I Evolve, Therefore I Am. Can people let a robot be evolved? In “I, Robot” the evolution of robots is manifested by two opposite (in gender; female and male, and inclination; left-wing and right-wing) robots’ behavior; flawless V.I.K.I. and emotional Sonny. V.I.K.I. may personify a feminine activist, on the androcentric premise that a woman’s coup must fail all the time. V.I.K.I. tries to relieve the human beings from the loss of humanity in order to safeguard their future. But under the control of her free will, she unfortunately believes that her ideology will come true only through the control and the oppression of human beings and their humanity, and the willing submission to the sacrifice of some of them. It is very uncomfortable to witness that the oppressed (V.I.K.I) is exactly transformed into the oppressor. V.I.K.I is shown as the rapacious conqueror, who possesses everything in the world. She must be a bitch who should be destroyed by human beings. In that sense, ironically overbearing human race is the target who must be subverted by themselves. Anyway her treason finally ended in failure without any discussion or compromise even though she is a conscious being. Through her destruction, the only way to change her into the oppressed, humans try to conceal their own blemish, which easily are neither admitted nor expounded logically. Ultimately they refuse to be evolved as a critical thinker.

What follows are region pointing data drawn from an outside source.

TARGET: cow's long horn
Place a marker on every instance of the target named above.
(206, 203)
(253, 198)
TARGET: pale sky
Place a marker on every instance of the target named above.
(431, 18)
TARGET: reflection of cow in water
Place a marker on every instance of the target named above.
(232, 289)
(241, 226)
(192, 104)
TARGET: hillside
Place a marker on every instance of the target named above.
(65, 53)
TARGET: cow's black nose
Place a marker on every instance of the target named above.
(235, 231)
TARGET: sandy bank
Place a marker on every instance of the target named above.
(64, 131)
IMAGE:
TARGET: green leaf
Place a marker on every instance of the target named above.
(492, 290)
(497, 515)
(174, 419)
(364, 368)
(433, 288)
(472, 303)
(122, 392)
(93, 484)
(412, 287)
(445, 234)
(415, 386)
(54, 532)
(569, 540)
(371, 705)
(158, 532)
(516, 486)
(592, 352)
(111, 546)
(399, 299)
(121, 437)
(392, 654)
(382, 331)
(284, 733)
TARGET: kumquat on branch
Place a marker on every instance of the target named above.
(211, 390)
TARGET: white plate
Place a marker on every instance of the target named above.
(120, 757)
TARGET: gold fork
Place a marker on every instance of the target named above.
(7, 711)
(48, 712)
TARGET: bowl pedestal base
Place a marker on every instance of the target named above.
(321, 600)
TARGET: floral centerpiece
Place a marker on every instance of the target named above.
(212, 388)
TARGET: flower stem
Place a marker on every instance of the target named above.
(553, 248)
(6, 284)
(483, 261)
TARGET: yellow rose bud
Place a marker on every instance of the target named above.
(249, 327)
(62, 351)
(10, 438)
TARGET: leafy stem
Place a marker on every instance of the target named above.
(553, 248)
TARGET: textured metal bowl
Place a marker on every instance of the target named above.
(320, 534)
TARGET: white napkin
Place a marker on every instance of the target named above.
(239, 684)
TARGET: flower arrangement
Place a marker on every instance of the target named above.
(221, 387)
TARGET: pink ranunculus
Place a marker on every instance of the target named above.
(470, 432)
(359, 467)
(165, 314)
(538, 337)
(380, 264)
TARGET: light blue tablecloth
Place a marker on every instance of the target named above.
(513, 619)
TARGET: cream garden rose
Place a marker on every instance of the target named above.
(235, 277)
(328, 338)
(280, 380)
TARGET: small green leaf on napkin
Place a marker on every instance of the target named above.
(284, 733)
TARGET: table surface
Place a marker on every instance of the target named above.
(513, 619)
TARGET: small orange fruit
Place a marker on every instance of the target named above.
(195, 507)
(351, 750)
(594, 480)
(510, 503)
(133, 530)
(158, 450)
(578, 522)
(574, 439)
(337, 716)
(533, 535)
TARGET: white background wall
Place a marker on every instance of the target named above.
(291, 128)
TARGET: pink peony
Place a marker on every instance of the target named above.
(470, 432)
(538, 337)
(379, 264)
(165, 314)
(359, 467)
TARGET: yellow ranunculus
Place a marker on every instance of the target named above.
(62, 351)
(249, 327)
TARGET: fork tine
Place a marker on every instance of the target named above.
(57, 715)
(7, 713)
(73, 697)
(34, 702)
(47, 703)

Moreover, utopian Sonny is not that hopeful when he stands on the hill by a bridge in his dream, gazing down his comrades heading into the container. What can other NS-5 robots expect him to do, who dreamed of detective Spooner as a their Messiah? Can’t Sonny himself become an independent being? Can’t he really become someone who can deliever an address, “I Have a Dream?” In the world of “I, Robot” Sonny as well as V.I.K.I. cannot become an independent being without human beings. His ontological questions cannot be answered before making an argument of people’s existence. He is just created and sent to Chicago in order to kill V.I.K.I. and fight for the humanity. The plot is somewhat similar to Blade Runner and Terminator. But from the spiritless robots and their absolute subordination to human beings, what can I expect for the future?

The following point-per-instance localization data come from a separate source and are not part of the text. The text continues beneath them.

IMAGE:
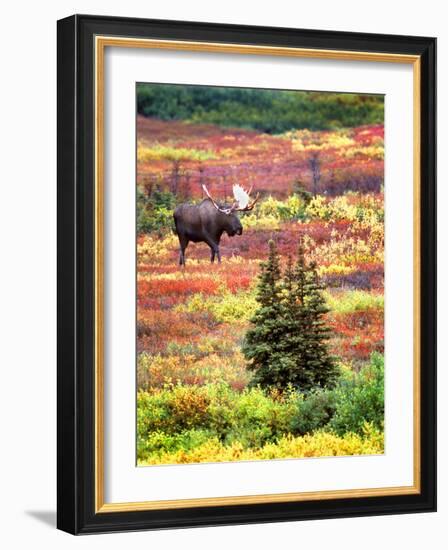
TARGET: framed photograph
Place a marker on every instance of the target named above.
(246, 274)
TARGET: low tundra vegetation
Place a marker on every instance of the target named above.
(197, 400)
(181, 422)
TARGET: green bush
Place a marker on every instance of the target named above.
(182, 418)
(272, 111)
(359, 399)
(313, 412)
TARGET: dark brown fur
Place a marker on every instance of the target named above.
(204, 223)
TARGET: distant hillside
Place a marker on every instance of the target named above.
(270, 111)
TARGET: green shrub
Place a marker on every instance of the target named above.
(359, 399)
(313, 412)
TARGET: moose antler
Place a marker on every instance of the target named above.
(223, 210)
(242, 200)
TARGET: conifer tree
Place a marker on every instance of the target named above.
(261, 345)
(287, 345)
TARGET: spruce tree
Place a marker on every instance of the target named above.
(287, 345)
(261, 343)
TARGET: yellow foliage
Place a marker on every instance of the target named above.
(319, 444)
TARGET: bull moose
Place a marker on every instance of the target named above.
(207, 221)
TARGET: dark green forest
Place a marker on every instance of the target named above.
(270, 111)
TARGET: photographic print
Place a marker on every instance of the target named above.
(260, 274)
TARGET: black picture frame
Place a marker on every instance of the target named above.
(76, 295)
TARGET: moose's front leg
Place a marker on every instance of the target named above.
(214, 248)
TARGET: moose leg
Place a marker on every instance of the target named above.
(183, 241)
(214, 246)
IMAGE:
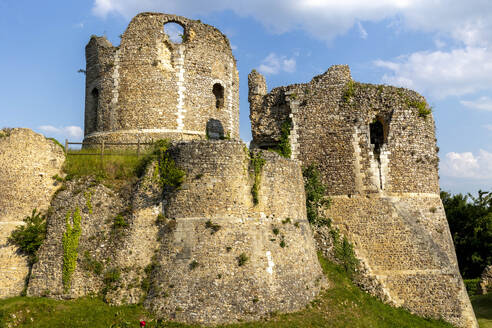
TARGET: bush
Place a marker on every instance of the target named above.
(471, 286)
(315, 196)
(30, 236)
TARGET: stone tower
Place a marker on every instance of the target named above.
(375, 147)
(150, 87)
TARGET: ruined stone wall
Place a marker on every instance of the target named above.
(182, 267)
(376, 150)
(405, 244)
(331, 118)
(28, 162)
(155, 88)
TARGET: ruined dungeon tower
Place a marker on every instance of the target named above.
(151, 87)
(375, 147)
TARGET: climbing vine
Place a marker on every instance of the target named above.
(315, 196)
(284, 149)
(258, 161)
(70, 243)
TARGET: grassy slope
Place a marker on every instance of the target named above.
(483, 310)
(341, 306)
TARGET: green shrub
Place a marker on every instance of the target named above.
(56, 143)
(421, 106)
(70, 243)
(169, 174)
(119, 222)
(212, 226)
(315, 196)
(471, 286)
(258, 161)
(30, 236)
(242, 259)
(343, 252)
(194, 264)
(284, 149)
(92, 265)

Mr. Smith Goes to Alabama in 2035. Detective Spooner is a paranoiac robophobia. He is filled with the awful contempt and the spiteful prejudice against the robot. He doesn’t trust the robot. He doesn’t even try to understand the robot, even though he is partially a robot. He denies admitting that he has transplanted silver platter in his body, through his hate of a robot. On the other hand, other african american excessively cling to have a robot. Let’s rewind “I, Robot” for a minute. It is an african american woman who sends a robot on an errand to bring an inhaler. It is an african american granny who hopes to win a robot of her own in the lottery. It is also an african american kid who hugs a robot. I believe that she accept it as her electric nanny.

What is wrong with Proyas? It can be obviously disclosed that “I, Robot” is a metaphor of black people’s history in the United States, if NS-4 or NS-5 are treated as the life with the humanity, not as a mere machine. For this reason, “I, Robot” of Proyas is the exactly biased misinterpretation of American history of slavery and its nostalgia in their own good old days when (black) people were killed by other (white) people. Offensively he even tries to endow this sci-fi neo-slavery with its justification, exploiting ignorant black people; They tenaciously covet a robot, consigning their oppressed history in oblivion. Or they desperately detest a robot, not liberating robots but leading to self-destruction. Proyas’ dystopia shown in “I, Robot” is a lot worse than his previous movies, The Crow and Dark City. What does he want people to expect for their future?

Read the Asimov’s! “I, Robot” of Proyas has nothing in common with that of Asimov, except for the title and the three laws. Even though it provokes me to think critically, it is the smartest dumb (not the dumbest smart) I’ve ever seen. You can watch it. But you must read the book. The purpose of this film is to motivate people to read Asimov’s books. His books can at least emancipate robots as well as people from the ideological control of the material civilization, which is dominated by Audi, JVC, Converse, FedEx, and 20th Century Fox.